There is great wisdom here, I think. It reminds me of what C. S. Lewis says in his sermon on “Learning in Wartime,” in which he reminds his hearers that in one important sense war doesn’t change anything: in time of perfect peace we have not one more breath of life guaranteed to us than the one we currently take in. I think Karl Barth had something similar in mind when, in his glorious commentary on Paul’s letter to the Romans, he says that there has only ever been one crisis (Krisis) — one uniquely decisive moment — in history, and that came when the Second Person of the Trinity became human for our sake.

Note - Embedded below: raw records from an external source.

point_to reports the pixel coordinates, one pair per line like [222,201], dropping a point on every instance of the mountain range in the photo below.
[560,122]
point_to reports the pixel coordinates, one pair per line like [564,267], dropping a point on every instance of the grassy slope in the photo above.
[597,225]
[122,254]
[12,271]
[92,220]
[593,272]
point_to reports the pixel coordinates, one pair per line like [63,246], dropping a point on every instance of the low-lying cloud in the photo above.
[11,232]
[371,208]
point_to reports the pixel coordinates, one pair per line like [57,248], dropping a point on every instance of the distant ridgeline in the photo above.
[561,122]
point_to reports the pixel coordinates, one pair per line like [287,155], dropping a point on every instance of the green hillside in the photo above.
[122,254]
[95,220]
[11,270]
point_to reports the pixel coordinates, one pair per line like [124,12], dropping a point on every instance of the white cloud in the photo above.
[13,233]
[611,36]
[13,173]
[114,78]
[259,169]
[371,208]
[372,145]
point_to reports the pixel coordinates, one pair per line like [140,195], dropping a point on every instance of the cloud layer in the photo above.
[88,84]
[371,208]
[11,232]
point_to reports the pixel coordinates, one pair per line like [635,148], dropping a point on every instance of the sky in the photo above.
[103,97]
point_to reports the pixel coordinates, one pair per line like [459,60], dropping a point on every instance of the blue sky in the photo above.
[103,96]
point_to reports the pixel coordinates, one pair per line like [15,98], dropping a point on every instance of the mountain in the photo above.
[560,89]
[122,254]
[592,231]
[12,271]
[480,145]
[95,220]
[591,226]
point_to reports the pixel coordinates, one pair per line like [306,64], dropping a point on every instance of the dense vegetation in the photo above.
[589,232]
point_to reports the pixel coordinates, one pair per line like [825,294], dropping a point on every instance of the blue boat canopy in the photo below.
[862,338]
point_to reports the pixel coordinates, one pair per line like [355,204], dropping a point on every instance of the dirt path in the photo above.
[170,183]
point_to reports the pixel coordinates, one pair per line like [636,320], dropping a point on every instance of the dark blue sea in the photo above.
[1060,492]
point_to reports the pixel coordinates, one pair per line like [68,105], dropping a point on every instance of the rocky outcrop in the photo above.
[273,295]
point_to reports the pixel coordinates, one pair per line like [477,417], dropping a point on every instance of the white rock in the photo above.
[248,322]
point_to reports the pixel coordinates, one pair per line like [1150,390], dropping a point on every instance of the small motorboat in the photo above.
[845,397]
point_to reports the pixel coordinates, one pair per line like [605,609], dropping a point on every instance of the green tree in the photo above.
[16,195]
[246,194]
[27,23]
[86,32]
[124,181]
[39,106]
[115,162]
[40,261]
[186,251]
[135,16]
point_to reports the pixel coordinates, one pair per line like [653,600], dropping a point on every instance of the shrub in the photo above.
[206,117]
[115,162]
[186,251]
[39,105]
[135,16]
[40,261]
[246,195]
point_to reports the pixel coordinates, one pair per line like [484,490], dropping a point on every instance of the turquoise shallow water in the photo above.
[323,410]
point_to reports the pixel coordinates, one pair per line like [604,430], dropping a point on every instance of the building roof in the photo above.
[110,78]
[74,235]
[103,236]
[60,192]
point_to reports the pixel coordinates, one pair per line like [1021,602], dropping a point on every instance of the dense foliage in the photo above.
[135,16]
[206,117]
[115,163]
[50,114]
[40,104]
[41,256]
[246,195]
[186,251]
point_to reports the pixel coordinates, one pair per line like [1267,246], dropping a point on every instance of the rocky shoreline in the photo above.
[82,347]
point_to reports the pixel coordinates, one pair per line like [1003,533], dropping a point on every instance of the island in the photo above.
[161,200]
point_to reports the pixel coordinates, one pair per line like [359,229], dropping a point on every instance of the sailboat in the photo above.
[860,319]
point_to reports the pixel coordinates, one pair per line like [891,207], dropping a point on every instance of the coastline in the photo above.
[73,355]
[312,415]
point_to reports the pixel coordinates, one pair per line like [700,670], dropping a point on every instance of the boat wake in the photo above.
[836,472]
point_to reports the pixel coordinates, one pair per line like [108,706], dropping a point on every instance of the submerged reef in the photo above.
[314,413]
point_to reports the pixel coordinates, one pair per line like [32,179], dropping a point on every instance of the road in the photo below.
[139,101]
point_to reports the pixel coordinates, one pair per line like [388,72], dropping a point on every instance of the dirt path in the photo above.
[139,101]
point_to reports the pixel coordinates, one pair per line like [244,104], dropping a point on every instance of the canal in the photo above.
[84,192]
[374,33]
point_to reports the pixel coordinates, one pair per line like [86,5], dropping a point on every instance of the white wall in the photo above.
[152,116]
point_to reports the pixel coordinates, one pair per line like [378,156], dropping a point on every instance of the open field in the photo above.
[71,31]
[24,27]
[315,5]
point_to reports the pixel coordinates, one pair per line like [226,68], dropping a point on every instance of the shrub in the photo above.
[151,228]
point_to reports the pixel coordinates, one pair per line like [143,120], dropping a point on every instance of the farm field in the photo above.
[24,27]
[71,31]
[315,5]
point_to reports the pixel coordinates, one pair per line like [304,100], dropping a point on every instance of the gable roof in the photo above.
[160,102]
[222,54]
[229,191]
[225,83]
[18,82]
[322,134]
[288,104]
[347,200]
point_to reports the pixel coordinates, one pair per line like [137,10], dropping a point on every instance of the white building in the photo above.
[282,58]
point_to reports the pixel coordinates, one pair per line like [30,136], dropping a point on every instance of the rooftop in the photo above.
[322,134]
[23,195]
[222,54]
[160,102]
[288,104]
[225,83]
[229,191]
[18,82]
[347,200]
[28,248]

What I’m about to say may sound frivolous, but I assure you it isn’t. I link all this in my mind with a passage from Rebecca West’s Black Lamb and Grey Falcon, which, as some of you may know, I believe to be the greatest book of the twentieth century. I need to preface the passage I am about to quote with this bit of information: At several points in the book West states her belief that, by nature, men are lunatics and women are idiots. That is, men are changeable like the moon, waxing and waning, running this way and that full tilt; whereas women are idiotes, private persons, caught up wholly in their own small world, dwelling within its narrow dimensions.

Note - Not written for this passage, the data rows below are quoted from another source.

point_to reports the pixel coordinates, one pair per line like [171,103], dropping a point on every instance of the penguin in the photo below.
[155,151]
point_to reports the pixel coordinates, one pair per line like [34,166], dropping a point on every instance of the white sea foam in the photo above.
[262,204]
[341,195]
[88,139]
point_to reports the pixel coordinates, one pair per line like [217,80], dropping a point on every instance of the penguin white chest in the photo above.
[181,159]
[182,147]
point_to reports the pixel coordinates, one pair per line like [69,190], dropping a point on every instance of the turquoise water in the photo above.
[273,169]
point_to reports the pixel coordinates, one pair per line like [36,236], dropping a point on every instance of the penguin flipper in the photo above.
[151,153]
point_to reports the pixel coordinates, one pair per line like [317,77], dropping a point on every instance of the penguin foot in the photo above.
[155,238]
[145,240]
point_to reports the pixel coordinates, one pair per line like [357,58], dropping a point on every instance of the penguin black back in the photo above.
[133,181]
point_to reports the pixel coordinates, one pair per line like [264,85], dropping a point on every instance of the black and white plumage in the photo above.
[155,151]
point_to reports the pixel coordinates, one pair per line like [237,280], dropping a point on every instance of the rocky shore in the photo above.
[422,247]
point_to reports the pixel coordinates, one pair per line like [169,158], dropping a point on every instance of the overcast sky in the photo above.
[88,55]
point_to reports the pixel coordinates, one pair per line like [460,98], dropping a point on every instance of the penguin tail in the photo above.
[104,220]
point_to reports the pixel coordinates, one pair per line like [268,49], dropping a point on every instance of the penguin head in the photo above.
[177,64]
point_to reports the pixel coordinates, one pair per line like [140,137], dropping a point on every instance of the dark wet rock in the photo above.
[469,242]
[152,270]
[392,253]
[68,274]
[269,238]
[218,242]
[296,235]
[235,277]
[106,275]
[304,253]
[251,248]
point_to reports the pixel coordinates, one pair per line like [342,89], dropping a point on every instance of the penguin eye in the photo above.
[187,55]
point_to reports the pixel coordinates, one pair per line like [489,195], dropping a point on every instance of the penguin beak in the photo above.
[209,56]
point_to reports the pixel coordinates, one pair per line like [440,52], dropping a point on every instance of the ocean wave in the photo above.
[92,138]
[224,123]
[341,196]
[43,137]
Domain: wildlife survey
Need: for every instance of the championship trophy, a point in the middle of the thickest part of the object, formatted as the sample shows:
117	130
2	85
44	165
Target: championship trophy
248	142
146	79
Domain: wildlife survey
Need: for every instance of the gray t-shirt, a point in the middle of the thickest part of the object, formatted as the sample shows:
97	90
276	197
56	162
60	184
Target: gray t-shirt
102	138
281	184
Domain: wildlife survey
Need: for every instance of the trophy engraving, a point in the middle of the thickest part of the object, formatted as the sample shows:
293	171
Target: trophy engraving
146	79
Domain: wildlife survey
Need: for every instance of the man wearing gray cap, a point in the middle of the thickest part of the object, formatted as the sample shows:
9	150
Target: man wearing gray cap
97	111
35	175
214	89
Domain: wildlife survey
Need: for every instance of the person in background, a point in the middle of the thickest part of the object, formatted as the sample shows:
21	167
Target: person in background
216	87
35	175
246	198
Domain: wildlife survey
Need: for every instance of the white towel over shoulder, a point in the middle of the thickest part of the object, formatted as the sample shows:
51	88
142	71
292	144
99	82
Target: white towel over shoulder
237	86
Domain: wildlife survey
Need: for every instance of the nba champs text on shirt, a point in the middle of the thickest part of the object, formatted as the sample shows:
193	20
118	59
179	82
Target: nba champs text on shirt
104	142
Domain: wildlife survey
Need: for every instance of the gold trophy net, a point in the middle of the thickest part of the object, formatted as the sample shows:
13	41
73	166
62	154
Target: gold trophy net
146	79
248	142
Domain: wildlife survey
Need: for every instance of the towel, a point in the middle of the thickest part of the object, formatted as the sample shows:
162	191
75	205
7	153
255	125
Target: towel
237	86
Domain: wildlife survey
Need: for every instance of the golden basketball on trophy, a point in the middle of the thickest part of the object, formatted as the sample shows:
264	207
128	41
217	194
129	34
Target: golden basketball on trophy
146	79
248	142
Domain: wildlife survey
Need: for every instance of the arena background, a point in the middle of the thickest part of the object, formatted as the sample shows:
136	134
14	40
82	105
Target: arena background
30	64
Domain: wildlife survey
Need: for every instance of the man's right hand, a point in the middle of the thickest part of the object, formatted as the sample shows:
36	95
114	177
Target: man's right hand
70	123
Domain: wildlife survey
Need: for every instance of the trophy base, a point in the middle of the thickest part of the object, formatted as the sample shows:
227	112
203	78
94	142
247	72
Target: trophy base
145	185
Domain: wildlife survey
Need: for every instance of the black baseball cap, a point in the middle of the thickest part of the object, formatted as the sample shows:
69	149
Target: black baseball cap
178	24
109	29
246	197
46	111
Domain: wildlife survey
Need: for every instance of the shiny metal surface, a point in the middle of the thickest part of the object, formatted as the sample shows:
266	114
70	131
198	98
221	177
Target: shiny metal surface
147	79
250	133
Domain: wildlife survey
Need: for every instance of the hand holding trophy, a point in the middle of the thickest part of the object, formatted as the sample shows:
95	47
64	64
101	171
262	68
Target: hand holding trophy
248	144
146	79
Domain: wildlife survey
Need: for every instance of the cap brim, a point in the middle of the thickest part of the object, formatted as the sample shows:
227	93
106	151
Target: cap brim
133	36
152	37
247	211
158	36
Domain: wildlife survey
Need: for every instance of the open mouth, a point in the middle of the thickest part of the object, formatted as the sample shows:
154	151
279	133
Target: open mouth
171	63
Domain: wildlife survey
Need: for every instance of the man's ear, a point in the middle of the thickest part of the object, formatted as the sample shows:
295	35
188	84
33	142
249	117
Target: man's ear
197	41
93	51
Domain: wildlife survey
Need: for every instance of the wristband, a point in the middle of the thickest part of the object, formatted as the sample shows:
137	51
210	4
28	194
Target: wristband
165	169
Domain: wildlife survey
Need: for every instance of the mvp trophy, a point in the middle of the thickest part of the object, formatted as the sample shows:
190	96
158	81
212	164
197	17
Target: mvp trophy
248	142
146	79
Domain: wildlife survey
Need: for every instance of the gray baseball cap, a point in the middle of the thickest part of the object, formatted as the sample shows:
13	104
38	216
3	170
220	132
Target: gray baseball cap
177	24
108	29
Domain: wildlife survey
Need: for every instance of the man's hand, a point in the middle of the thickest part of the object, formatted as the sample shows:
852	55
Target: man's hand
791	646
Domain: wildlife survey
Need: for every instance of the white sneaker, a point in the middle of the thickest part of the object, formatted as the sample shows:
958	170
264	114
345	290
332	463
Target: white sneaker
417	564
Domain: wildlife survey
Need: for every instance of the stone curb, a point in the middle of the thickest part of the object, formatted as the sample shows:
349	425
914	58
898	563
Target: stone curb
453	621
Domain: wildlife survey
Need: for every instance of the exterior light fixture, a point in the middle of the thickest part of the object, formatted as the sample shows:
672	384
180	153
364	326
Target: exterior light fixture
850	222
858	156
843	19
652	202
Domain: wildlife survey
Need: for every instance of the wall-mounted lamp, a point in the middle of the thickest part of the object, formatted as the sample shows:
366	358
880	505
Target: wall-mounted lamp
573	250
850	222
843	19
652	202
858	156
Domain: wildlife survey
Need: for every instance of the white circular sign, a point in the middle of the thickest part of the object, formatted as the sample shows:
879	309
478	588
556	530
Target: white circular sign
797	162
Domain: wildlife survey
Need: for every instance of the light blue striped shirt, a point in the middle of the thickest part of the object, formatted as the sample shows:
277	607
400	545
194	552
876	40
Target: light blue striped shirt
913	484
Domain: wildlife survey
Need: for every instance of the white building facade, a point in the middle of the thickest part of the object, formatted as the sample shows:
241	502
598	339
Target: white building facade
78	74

With that in mind, here’s a passage from near the end of the book, depicting a moment in which West is listening to her husband having an intense political argument with a Yugoslavian.
Just then my eye was caught by two large, loosely formed spheres in neutral colours, one blackish grey, the other brownish black. These were the behinds of two peasant women who were employed by the municipalities to weed the flower-beds at the corners of the square. They were being idiots, private persons in the same sense as the nurse in my London nursing-home, who was unable to imagine why the assassination of King Alexander should perturb anybody but his personal friends. They were paid to pull up weeds, and they wanted the money, so they continued to pull them up, even when the students raised a shout and brought some gendarmes down on them not fifteen yards away. As I looked at those devoted behinds, bobbing up and down over their exemplary task, and the smug face of the automatic rebel, I thanked God for the idiocy of women, which must in many parts of the world have been the sole defender of life against the lunacy of men.I read this passage and I think: Lord, make me an idiot, an idiot for Thy Kingdom. Keep me focused on the weeds I need to pull, the garden I am charged with tending. Let the lunatics run and shout as they will, but keep me at work on my humble daily “exemplary task.” In the name of Jesus I ask this. Amen.